Nagesvara Temple is a functioning Hindu temple located in the village of Bhubaneswar, Odisha, India. It is situated on the
western right bank of the Lingaraja West Canal at a distance of 10.35 m west of Subarnesvara Siva Temple, located across the canal.

==Description==
Nagesvara Temple is located in the midst of a residential area within the city of Bhubaneswar which is the capital of the state of Odisha in India. It stands facing West on a platform that is 5.6 m wide by 5.0 m deep by 0.4 m high. The temple itself rises to a height of 8.15 m.

The garbha griha of the temple is established with a Shivling of approximately 2.5 feet height and 1.5 feet diameter. The sculptural embellishments on the outer wall of the temple contain Parvati to the North, Kartikeya to the East and Ganesha to the South, the family members of lord Siva.

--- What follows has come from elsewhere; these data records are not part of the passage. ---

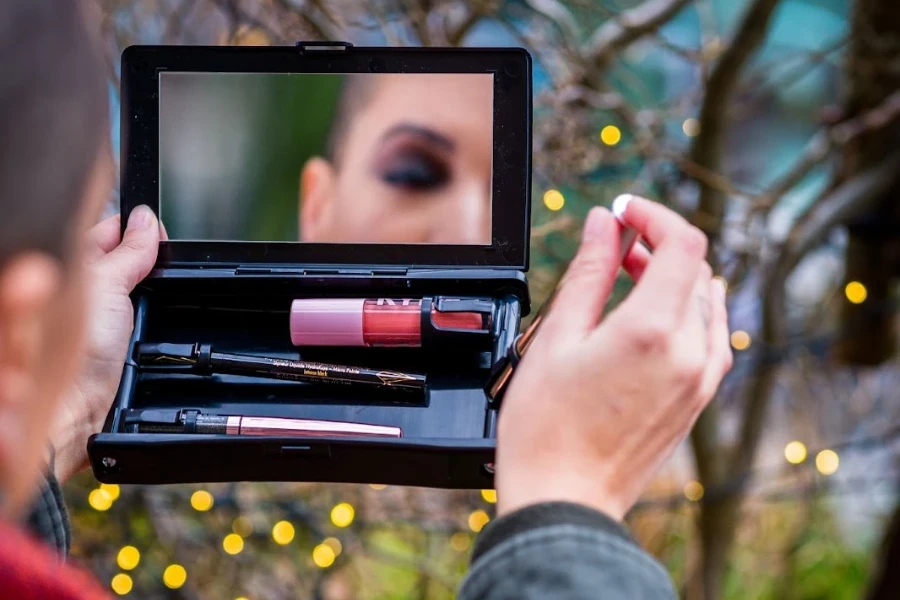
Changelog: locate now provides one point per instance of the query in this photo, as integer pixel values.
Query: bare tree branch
(707, 149)
(559, 15)
(629, 26)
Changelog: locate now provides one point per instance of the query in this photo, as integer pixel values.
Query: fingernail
(620, 205)
(140, 217)
(720, 287)
(594, 225)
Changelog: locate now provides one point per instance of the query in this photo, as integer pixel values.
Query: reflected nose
(465, 218)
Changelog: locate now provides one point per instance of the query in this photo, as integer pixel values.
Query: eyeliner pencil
(263, 426)
(202, 358)
(504, 368)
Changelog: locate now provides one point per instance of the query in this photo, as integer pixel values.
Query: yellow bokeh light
(342, 514)
(334, 544)
(740, 340)
(610, 135)
(201, 500)
(233, 543)
(121, 584)
(554, 200)
(477, 520)
(460, 541)
(174, 576)
(827, 462)
(795, 452)
(100, 500)
(283, 532)
(128, 558)
(242, 526)
(693, 490)
(691, 127)
(323, 556)
(112, 489)
(856, 292)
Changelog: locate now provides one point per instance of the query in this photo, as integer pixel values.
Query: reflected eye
(415, 171)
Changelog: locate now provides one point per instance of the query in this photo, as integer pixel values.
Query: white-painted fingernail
(620, 204)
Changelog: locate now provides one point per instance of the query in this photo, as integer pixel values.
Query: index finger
(679, 251)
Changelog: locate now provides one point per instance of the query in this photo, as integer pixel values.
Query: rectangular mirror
(383, 158)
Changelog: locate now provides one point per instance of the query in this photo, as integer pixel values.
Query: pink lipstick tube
(386, 322)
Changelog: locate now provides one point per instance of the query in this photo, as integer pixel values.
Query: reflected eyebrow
(429, 135)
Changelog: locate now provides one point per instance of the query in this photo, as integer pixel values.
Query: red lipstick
(387, 321)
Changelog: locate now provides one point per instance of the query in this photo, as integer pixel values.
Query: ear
(317, 187)
(28, 285)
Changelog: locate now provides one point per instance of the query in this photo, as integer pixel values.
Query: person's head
(55, 172)
(409, 160)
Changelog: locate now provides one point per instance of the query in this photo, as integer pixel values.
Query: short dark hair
(53, 121)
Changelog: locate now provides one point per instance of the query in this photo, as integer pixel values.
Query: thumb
(135, 256)
(586, 287)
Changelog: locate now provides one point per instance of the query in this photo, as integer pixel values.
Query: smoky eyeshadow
(414, 169)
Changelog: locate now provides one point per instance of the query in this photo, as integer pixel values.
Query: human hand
(114, 269)
(594, 408)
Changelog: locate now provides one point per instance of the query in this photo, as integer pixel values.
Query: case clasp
(322, 46)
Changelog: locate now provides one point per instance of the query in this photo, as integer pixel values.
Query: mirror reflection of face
(411, 163)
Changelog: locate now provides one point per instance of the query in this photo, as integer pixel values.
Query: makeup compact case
(259, 357)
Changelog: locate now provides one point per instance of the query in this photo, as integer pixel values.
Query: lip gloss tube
(388, 322)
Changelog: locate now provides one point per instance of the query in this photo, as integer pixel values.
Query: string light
(283, 533)
(233, 544)
(323, 556)
(460, 541)
(174, 576)
(128, 558)
(856, 292)
(740, 340)
(342, 514)
(490, 496)
(242, 526)
(827, 462)
(554, 200)
(691, 127)
(334, 544)
(100, 500)
(121, 584)
(201, 500)
(477, 520)
(112, 489)
(795, 452)
(693, 490)
(610, 135)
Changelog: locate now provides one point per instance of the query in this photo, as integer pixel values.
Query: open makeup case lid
(144, 66)
(236, 294)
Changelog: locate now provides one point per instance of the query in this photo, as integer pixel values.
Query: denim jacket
(564, 552)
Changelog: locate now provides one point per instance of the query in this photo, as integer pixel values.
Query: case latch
(327, 46)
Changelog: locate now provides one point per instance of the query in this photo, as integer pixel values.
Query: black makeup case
(236, 296)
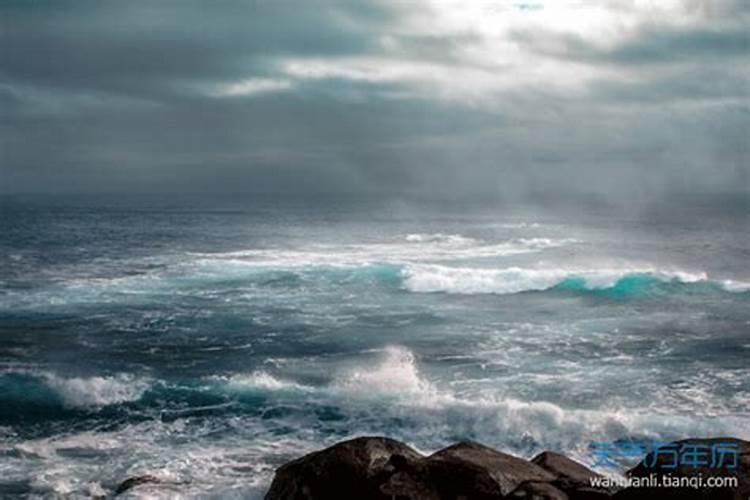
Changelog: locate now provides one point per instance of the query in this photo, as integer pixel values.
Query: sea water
(208, 343)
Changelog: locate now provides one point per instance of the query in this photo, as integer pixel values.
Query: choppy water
(209, 344)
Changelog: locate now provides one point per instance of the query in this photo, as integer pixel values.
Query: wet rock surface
(378, 468)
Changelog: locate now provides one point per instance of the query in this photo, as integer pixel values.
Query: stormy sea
(210, 342)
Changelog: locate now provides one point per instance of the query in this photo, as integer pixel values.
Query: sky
(635, 100)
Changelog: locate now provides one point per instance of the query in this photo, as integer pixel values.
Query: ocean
(208, 342)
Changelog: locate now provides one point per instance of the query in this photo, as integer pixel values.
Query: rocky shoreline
(379, 468)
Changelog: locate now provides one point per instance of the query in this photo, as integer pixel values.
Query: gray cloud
(374, 98)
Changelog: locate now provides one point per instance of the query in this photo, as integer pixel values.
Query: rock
(472, 470)
(571, 477)
(538, 491)
(134, 481)
(366, 468)
(661, 468)
(379, 468)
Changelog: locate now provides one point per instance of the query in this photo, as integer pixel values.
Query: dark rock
(367, 468)
(134, 481)
(472, 470)
(383, 469)
(376, 468)
(571, 477)
(538, 491)
(660, 465)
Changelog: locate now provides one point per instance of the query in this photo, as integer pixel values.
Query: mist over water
(210, 341)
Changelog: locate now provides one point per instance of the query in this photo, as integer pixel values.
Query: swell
(611, 282)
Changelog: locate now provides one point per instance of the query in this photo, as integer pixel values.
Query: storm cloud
(425, 97)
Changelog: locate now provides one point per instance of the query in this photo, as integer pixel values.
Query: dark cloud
(375, 98)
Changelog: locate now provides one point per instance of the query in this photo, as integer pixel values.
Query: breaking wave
(427, 278)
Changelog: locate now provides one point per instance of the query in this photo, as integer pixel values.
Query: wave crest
(427, 278)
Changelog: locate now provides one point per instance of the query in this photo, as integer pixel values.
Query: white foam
(259, 380)
(394, 374)
(466, 280)
(454, 239)
(416, 248)
(96, 391)
(735, 286)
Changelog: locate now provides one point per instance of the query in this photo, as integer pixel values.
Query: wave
(416, 247)
(45, 389)
(426, 278)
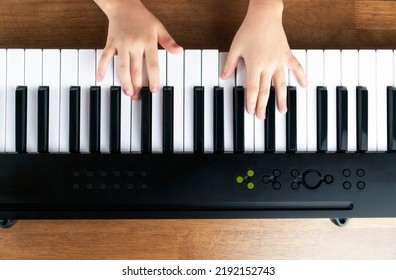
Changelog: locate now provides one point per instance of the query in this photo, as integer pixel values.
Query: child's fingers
(136, 73)
(298, 70)
(253, 82)
(124, 71)
(264, 92)
(280, 88)
(104, 60)
(151, 55)
(230, 64)
(167, 42)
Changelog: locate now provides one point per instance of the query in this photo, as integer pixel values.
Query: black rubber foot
(7, 223)
(341, 222)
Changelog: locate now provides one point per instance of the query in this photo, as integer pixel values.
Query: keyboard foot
(7, 223)
(341, 222)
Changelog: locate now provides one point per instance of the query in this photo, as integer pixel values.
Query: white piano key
(301, 102)
(175, 72)
(210, 79)
(3, 93)
(367, 78)
(105, 104)
(228, 86)
(51, 78)
(157, 108)
(86, 79)
(69, 77)
(332, 79)
(280, 124)
(315, 78)
(349, 79)
(15, 77)
(136, 121)
(384, 79)
(33, 79)
(192, 77)
(126, 113)
(249, 118)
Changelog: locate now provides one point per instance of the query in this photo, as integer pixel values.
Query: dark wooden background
(200, 24)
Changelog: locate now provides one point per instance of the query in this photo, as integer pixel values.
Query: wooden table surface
(200, 24)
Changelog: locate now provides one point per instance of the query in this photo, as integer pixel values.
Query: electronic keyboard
(74, 148)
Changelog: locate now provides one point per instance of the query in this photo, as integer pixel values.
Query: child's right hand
(134, 34)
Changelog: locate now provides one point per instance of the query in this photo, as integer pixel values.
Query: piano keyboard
(71, 147)
(50, 102)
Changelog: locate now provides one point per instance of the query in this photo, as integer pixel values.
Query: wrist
(266, 7)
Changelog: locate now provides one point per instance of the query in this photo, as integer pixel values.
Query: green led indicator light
(239, 179)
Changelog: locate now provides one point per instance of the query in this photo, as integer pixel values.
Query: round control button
(89, 186)
(276, 186)
(239, 179)
(311, 179)
(361, 185)
(276, 172)
(294, 185)
(347, 185)
(329, 179)
(360, 172)
(266, 179)
(143, 186)
(346, 172)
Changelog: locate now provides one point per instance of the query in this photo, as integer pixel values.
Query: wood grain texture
(199, 24)
(200, 239)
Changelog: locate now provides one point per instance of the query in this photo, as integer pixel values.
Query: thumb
(230, 64)
(167, 42)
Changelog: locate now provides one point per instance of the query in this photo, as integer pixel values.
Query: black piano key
(291, 119)
(270, 122)
(342, 119)
(146, 120)
(168, 119)
(42, 119)
(20, 119)
(362, 118)
(239, 119)
(218, 119)
(115, 119)
(391, 91)
(199, 119)
(321, 105)
(94, 120)
(74, 119)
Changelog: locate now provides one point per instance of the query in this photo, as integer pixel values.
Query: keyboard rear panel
(278, 185)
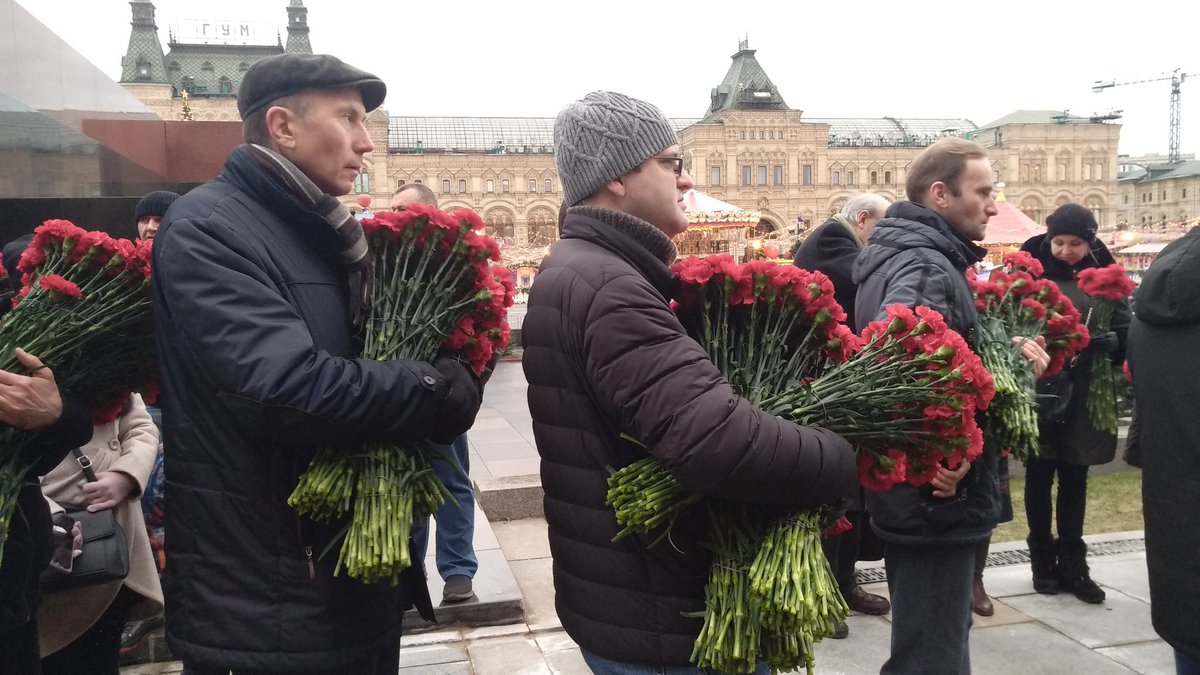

The temple incorporates numerous niches for statuary, in addition to the ones for Parvati, Kartikeya and Ganesha. The exterior of the temple is made from ochrous sandstone (resembling the material of the Mukteshvara Temple) that is ornately carved in the style of the Kalinga Kingdom.

==History==
Local residents believe the temple was built by the Kesharis.

==Preservation status==
The temple today is in generally good condition, except for some surfaces that have deteriorated.